There, fixed on the east side of the Memorial Chapel of the Resurrection, they watch over the graves of and monuments to the movers and shakers of Mauch Chunk including Asa Packer. The chapel itself was financed by Packer’s daughter, Mary Packer Cummings, who dedicated it to her sister Marion Packer Skeer.
Before the pulpit, a black wrought iron fence surrounds an Otis elevator, on which coffins descend to the crypt below and the entombed are held there for the winter, as the ground is too frozen to accept their remains.
The cemetery itself is a beautiful Victorian statuary with ornate monuments accenting the landscape of simpler stones.
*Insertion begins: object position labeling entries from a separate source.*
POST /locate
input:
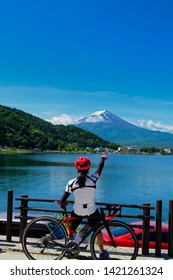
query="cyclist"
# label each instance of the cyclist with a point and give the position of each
(83, 187)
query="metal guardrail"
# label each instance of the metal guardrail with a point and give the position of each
(144, 216)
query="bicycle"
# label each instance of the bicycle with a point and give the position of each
(49, 238)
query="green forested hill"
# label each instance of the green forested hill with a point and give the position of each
(25, 131)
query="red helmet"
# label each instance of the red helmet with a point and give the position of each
(82, 164)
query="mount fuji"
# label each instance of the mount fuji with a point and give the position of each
(112, 128)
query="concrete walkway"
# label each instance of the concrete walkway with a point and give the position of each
(13, 251)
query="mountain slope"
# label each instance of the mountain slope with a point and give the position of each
(112, 128)
(22, 130)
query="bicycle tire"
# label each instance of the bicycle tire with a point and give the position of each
(44, 239)
(123, 250)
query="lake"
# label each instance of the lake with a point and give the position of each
(127, 179)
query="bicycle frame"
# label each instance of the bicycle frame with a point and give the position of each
(106, 218)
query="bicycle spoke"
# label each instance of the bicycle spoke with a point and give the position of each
(45, 239)
(125, 245)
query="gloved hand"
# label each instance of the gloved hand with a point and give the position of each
(105, 156)
(61, 204)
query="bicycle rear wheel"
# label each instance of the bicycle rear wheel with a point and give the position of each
(44, 239)
(125, 245)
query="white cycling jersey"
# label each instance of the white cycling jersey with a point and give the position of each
(84, 196)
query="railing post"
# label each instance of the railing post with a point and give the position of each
(23, 215)
(146, 231)
(9, 215)
(158, 227)
(170, 230)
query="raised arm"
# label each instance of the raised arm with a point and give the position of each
(101, 164)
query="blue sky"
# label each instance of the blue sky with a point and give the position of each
(66, 59)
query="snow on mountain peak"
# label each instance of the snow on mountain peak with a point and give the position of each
(99, 116)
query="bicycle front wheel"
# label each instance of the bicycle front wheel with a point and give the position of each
(119, 242)
(44, 239)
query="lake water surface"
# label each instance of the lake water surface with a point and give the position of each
(127, 179)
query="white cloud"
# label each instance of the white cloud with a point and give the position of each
(62, 119)
(155, 126)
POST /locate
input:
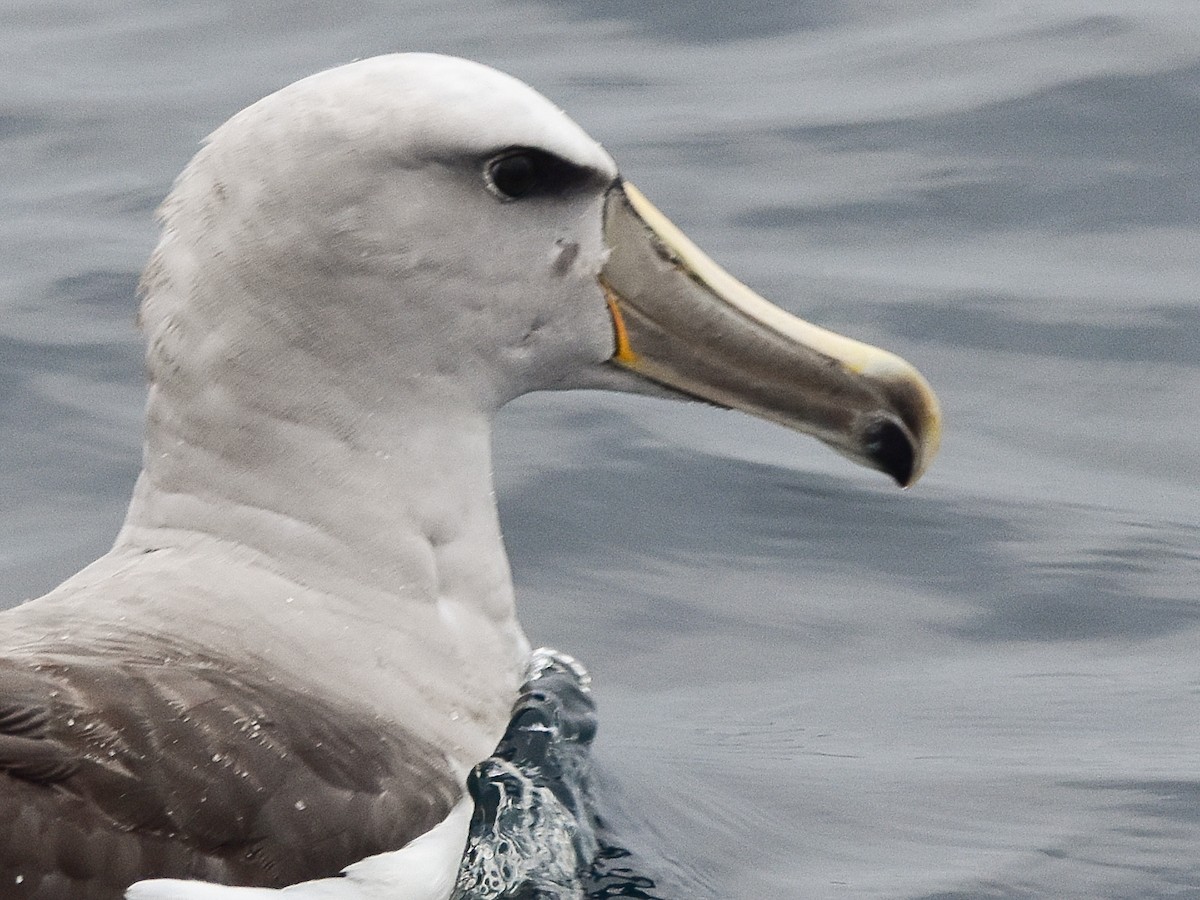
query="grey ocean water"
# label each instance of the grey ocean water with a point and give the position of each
(810, 684)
The Rex family, who once operated a coffee warehouse in our Times House building, had giant granite balls adorning the top of their monuments. A peculiar and somewhat spooky story concerns one ball that got away from its mount at the cemetery and rolled all the way down from the Heights, across Broadway to Race Street, where it hit the spring at the top of the street before rolling to a stop a few doors away from us at what was once the Rex family home, now Three Mountains Gallery at 29 Race Street.
Jim Thorpe artist David Price, who lives and works at Three Mountains, is working on a series of prints and a narrative inspired by that true story and a dream he had. Price is scheduled to play the Tibetan Bells at a poetry reading this weekend at Strange Brew but I guess we’ll see for whom the snow tolls. Huhuhuhuha – supposed to be a deep evil laugh.
Happy Halloween from the Times House Bed and Breakfast!